Thanks for the suggestions! I will try them next.

> Looking at your where clause, did you index language and textsearchable_index_col together ? If not, you are giving the planner the opportunity to skip your full text index.

Here is the index:

  update gutenberg.paragraphs
  set textsearchable_index_col = to_tsvector(b.cfgname::regconfig, coalesce(paragraph, ' '))
  from
  gutenberg.all_data a 
  inner join pg_ts_config b on lower(a.language) = b.cfgname 
  where gutenberg.paragraphs.num = a.num;
  create index textsearch_paragraph_idx on gutenberg.paragraphs using gin (textsearchable_index_col);
> if you order by ts_rank_cd then the query will sort all rows, including those that don't match. A better pattern is to take the ranking score as a column and then sort it in a subquery. [1] from stack overlfow has an example. (As an aside, from pg2, CTEs are no longer an optimization fence, so you can write the query out more cleanly with a CTE and still get the desired performance).

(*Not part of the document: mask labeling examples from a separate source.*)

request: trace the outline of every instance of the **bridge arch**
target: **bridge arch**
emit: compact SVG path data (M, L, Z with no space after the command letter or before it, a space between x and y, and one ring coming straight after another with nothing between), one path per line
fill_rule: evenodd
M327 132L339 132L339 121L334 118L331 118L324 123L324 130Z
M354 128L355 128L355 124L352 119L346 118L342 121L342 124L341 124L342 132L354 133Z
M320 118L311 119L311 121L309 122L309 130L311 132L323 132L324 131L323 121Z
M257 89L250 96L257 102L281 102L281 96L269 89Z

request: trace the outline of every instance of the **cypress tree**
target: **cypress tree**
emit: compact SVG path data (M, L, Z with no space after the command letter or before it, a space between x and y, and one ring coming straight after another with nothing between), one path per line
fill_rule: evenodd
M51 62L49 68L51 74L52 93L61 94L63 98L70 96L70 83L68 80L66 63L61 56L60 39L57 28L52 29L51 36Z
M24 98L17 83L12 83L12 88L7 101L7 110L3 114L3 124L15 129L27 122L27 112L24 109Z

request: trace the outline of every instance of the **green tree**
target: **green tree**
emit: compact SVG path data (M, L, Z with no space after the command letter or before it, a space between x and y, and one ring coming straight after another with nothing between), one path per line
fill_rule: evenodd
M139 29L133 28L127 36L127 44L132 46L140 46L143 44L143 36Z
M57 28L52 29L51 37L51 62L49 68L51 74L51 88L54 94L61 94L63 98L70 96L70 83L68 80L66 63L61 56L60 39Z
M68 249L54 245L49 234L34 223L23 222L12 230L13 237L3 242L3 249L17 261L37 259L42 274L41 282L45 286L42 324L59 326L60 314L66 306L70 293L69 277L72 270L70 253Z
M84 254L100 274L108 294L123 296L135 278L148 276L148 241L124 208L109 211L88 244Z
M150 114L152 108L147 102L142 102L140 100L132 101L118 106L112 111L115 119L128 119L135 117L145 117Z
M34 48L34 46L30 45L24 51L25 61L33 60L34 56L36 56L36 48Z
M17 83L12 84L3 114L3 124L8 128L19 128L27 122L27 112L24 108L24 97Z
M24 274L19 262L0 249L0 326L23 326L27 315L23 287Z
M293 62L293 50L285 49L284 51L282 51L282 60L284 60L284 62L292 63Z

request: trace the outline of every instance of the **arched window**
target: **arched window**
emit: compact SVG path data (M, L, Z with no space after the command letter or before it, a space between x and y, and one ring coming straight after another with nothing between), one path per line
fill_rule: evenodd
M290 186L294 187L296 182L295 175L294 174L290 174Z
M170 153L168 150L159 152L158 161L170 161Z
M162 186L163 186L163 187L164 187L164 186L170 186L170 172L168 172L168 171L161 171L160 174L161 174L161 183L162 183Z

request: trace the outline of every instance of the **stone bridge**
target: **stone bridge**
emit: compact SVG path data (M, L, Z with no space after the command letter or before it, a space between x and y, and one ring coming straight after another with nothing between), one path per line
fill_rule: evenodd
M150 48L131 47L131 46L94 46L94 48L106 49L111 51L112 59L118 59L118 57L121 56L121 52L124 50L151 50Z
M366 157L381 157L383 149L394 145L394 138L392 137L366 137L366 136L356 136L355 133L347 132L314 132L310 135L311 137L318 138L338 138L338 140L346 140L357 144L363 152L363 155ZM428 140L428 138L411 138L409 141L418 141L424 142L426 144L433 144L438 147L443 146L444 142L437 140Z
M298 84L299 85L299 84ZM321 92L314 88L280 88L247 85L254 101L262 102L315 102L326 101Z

Ranking was already done as a column in a CTE and ranked further down:

  with paragraphs as (
                select 
                num
                , paragraph
                , ts_rank_cd(textsearchable_index_col, phraseto_tsquery(%s::regconfig, %s), 32) as rank 
                , ts_headline(%s, paragraph, phraseto_tsquery(%s::regconfig, %s), 'MaxFragments=1000, StartSel=**, StopSel=**') as highlighted_result 
                from gutenberg.paragraphs 
                where language = %s::regconfig and textsearchable_index_col @@ phraseto_tsquery(%s::regconfig, %s)
            ) 
I did rewrite the query as per your [1] but EXPLAIN ANALYZE found no difference.

Pagination is a tricky one. I was in a rush and hit an issue where building large Dash tables was very expensive and prone to crashing. I initially set up pagination as per the Dash examples, but that didn't play nice with markdown which I needed for the URLs and highlighting (giving these up for plain text tables made in HN-fast, but it confused my trial users). So the quick and dirty solution "to ship now" was to set up custom pagination in the SQL and show the results.

I think that if there is enough interest in this project, the front end will have to move off Dash.